5 Milestones in Public Healthcare that have Changed our Lives
Updated: Aug 8, 2022
The medical community would not be able to improve people's lives without the help of new and improving technology. Here are 5 milestones in public healthcare that have changed our lives:
1. Seatbelts (1966)
Seatbelts may not seem like a milestone in public healthcare, but they do serve an important task concerning patients in an automobile accident. When someone is in a car accident, the momentum will move their body away from the impact. Without a seatbelt, emergency workers would have difficulty finding the patient and the patient will experience more trauma.
2. Magnetic Resonance Imaging (August 28, 1980)
Magnetic Resonance Imaging (MRI) uses radiology to look further into the human body and the different processes that occur. MRI uses radio waves and magnets to create detailed images of different organs and tissues inside the body. Without this technology, we would not be able to accurately diagnose a patient.
3. Artificial Hearts (December 2, 1982)
Dr. Robert Jarvick created the first artificial heart that was implanted by Dr. William DeVries. The first patient with an artificial heart was dentist Barney Clark. He was able to live another three and a half months after a successful surgery. With the help of Dr. Jarvick and Dr. DeVries, we are able to better understand the heart and how to improve cardiovascular health.
4. Coronary Stent (1986)
Dr. Ulrich Sigwart and Dr. Jacques Puel are the creators of the coronary stent. Coronary stents are used to help clogged arteries circulate blood and oxygen. When an artery is clogged, it may cause chest pain, shortness of breath, and a heart attack in extreme cases. Coronary stents are one of the many medical interventions used to begin treatment of clogged arteries.
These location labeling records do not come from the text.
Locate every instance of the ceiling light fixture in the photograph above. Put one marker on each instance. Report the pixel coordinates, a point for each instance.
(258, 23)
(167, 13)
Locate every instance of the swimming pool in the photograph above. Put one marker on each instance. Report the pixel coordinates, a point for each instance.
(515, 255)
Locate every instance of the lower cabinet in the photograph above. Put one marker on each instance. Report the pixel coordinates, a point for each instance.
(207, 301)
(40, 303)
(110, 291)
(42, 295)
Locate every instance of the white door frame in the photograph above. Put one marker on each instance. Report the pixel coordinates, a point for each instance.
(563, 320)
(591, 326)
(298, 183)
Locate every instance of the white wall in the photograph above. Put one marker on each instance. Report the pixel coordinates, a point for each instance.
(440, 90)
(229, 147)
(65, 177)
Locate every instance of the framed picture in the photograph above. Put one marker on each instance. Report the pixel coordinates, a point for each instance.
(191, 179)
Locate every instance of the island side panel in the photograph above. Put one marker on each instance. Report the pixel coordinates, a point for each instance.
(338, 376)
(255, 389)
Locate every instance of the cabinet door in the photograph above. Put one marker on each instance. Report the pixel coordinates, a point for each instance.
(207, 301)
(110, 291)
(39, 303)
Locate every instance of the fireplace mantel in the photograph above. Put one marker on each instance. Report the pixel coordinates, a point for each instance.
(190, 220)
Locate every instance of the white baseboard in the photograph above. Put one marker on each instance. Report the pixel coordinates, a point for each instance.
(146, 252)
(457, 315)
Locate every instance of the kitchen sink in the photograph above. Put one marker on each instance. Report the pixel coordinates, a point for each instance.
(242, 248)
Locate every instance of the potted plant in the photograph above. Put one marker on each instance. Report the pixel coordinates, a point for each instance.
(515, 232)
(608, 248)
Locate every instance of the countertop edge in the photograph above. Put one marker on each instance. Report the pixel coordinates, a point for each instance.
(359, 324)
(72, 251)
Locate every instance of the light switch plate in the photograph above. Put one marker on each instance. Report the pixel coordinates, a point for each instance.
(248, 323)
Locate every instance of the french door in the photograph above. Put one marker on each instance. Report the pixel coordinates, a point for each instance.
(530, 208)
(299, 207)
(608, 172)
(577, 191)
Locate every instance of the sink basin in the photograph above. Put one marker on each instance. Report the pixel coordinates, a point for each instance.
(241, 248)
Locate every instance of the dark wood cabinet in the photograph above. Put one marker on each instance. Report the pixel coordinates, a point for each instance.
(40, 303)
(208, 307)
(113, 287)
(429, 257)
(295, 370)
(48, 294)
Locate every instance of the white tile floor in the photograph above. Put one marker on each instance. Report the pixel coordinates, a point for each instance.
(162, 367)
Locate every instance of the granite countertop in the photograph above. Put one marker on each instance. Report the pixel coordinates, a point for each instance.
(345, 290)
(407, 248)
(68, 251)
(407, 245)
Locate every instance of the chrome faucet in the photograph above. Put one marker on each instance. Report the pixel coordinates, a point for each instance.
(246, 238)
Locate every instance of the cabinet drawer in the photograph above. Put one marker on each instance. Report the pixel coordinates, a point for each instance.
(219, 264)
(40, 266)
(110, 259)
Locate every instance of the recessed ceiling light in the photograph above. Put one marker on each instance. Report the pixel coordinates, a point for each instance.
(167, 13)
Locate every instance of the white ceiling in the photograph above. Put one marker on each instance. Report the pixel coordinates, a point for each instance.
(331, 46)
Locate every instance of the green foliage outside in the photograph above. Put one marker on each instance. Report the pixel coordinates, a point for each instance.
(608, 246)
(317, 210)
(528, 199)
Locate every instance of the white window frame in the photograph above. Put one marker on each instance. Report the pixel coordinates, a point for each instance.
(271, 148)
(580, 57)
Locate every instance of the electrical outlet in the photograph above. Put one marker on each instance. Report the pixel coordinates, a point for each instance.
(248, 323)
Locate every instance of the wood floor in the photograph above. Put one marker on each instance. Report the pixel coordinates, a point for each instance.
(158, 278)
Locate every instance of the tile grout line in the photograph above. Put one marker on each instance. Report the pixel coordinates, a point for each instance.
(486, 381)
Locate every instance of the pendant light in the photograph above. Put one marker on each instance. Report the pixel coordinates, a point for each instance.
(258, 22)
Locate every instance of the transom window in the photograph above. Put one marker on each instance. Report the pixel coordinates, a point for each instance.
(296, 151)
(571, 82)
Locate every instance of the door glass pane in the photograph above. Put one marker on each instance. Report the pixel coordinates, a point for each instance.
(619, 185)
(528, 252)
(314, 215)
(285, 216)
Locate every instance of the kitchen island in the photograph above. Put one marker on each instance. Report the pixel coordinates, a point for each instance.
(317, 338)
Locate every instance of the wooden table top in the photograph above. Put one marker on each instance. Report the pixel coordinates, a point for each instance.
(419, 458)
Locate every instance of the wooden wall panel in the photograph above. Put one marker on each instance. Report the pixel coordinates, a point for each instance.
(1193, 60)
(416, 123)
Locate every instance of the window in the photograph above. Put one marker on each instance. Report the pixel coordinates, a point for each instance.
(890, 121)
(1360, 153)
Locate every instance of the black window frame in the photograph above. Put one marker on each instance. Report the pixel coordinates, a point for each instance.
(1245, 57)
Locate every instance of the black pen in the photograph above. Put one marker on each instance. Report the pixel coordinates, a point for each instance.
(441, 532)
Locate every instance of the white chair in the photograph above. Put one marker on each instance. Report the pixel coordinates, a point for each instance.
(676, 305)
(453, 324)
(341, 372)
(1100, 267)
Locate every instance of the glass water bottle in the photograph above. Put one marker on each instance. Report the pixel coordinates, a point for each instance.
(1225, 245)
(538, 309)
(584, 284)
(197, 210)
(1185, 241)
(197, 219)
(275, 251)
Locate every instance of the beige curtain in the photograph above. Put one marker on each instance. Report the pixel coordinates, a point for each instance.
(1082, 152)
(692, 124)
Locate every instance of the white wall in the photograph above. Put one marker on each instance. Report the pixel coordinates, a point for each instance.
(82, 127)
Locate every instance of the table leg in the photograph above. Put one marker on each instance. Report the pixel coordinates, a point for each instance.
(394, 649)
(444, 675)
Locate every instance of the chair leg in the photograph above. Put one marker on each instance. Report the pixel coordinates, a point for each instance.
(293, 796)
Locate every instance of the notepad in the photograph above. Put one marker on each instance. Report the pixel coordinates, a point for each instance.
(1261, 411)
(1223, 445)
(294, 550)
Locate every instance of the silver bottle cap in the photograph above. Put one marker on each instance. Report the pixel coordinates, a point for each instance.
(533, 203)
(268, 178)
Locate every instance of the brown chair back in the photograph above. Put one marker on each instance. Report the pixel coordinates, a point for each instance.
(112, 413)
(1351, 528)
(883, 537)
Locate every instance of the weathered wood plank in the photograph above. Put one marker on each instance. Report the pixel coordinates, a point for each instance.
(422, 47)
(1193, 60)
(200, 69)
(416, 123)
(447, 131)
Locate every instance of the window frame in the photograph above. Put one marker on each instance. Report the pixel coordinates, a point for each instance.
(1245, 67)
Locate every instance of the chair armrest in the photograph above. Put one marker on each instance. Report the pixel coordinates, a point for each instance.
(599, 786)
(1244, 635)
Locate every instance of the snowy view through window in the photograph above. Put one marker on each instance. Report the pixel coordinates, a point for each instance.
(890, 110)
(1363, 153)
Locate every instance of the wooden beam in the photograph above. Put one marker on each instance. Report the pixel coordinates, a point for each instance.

5. Electronic Health Records (2004)
Former President George W. Bush called for medical professionals to create electronic files for all patients. This new system would make patient information easily transferrable from office to office, especially when a patient is experiencing an emergency. Pros of electronic files include: the ability to be backed-up onto another drive, the ability of medical professionals to find patient information quickly, and there are less files around the office.